Bifteki Merida is the plated form of the Greek patty: merida means "portion" or "serving," and the word signals that this is not a wrap eaten on the move but a composed plate, the bifteki sat alongside its sides rather than folded into bread. The angle is that the patty is no longer the whole package squeezed into a pita; it is the center of a plate where the supporting elements stand on their own and have to be judged separately.
The build is the patty plus a defined set of accompaniments. One or more bifteki, the flat oval ground-meat patties mixed with grated onion, bread binder, and oregano, are grilled to a real crust and arranged on the plate. The standard sides come with them: fries, a wedge of lemon, raw or grilled onion, sliced tomato, often a scoop of tzatziki and a piece of pita on the side rather than wrapped around anything. Good execution treats every component as its own dish, so the patty arrives hot and juicy, the fries are crisp rather than steamed limp under the meat, the tzatziki is cold and sharp, and the lemon is there to cut the richness at the table. Sloppy execution lets the elements bleed into each other on the way out, soggy fries under a resting patty, a warm dollop of yogurt, a patty that sat long enough to go gray, so the plate reads as a disassembled wrap rather than a considered portion.
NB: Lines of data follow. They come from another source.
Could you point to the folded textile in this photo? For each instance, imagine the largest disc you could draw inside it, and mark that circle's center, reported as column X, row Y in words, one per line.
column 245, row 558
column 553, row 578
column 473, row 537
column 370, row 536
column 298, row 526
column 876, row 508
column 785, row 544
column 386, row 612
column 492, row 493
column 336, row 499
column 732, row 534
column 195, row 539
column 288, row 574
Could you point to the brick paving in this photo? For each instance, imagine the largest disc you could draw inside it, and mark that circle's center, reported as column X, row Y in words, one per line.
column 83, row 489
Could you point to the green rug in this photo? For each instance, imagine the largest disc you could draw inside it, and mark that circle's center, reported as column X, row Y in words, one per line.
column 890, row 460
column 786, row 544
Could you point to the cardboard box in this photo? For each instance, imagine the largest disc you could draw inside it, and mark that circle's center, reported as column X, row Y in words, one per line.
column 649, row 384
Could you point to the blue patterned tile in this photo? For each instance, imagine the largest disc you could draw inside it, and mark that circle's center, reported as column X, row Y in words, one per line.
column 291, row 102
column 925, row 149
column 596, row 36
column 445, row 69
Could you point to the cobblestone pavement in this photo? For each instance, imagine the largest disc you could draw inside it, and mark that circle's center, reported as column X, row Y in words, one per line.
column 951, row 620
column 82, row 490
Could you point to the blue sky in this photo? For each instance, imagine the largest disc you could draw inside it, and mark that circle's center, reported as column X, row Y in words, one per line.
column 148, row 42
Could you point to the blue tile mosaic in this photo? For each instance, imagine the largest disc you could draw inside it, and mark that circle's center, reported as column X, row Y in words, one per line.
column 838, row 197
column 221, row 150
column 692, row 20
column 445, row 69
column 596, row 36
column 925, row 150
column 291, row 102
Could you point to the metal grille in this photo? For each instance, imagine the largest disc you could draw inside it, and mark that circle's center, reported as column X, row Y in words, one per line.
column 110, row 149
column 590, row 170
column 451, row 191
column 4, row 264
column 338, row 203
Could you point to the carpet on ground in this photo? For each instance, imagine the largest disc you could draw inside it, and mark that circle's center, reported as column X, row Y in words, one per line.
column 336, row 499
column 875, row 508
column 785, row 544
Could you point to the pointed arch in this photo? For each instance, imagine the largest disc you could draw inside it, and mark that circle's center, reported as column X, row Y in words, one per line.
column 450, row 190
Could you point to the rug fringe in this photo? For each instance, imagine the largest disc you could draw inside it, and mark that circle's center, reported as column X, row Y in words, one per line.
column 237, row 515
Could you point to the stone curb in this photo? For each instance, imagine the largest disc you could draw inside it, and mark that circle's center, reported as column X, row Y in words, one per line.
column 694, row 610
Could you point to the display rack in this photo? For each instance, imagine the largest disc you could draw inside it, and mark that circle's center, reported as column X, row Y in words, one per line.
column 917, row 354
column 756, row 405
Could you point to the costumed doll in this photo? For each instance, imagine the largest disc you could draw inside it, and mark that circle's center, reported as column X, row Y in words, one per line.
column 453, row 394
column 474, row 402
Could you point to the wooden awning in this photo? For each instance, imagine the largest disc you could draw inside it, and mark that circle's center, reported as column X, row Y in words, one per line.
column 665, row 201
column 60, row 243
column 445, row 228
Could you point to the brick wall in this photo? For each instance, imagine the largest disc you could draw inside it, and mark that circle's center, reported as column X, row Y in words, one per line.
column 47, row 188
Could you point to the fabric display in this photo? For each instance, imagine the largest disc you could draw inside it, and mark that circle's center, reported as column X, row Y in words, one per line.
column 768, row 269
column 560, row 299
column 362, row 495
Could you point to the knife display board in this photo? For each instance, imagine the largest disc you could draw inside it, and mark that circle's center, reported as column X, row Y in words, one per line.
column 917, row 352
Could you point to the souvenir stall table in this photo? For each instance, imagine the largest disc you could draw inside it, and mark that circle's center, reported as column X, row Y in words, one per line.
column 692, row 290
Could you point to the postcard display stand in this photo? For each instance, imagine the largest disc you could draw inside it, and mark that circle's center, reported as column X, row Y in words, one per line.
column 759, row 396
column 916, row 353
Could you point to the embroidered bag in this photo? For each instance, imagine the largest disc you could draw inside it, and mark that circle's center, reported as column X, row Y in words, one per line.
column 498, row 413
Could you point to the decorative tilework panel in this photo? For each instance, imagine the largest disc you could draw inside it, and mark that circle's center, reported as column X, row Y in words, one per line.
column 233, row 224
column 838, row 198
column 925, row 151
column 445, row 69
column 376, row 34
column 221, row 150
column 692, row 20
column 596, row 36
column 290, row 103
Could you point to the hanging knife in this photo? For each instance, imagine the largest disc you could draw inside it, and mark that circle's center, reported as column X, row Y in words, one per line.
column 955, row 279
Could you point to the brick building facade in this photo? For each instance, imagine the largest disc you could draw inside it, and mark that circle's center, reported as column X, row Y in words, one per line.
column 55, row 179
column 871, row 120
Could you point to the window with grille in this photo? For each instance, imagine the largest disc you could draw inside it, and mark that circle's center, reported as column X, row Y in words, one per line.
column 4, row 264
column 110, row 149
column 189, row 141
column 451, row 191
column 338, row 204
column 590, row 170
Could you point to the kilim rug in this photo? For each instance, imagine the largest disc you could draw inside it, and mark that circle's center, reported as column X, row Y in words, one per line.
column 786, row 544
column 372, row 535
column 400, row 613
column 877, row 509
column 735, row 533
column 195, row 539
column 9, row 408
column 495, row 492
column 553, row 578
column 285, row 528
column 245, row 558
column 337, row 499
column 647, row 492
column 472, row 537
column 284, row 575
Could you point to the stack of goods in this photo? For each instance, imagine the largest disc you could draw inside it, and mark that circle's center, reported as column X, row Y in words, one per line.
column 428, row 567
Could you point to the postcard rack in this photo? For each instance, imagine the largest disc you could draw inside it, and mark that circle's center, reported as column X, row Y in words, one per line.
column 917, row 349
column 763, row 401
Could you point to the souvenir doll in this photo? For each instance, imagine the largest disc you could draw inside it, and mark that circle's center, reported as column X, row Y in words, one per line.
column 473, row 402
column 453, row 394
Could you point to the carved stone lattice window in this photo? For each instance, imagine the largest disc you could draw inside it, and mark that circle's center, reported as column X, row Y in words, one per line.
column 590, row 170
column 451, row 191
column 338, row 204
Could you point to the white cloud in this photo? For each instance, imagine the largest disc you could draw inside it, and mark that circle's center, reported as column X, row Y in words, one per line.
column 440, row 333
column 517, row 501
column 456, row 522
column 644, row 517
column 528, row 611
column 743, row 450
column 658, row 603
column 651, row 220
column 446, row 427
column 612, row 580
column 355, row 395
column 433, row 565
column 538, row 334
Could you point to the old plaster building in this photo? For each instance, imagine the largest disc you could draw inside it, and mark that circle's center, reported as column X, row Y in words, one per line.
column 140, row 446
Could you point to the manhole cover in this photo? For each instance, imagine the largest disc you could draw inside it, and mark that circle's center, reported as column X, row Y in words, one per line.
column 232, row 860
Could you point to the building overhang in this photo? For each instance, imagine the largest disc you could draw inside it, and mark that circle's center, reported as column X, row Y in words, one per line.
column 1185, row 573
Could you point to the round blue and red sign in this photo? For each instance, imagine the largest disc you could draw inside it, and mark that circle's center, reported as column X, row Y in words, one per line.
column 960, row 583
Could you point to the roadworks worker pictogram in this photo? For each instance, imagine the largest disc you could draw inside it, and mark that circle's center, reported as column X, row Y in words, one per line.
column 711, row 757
Variations are mostly about quantity and the sides. A merida can be one patty or a stacked portion of several; the starch can be fries, rice, or roasted potatoes; the salad can run from a tomato-onion scatter to a full horiatiki. Some kitchens finish the patty with cheese or a pepper sauce, but the plate framing is the constant. The same patty wrapped into a pita with the dressing built in is a different proposition that deserves its own article rather than being crowded in here. What merida reliably promises is the bifteki served openly with its supporting cast intact, each part allowed to be good on its own terms.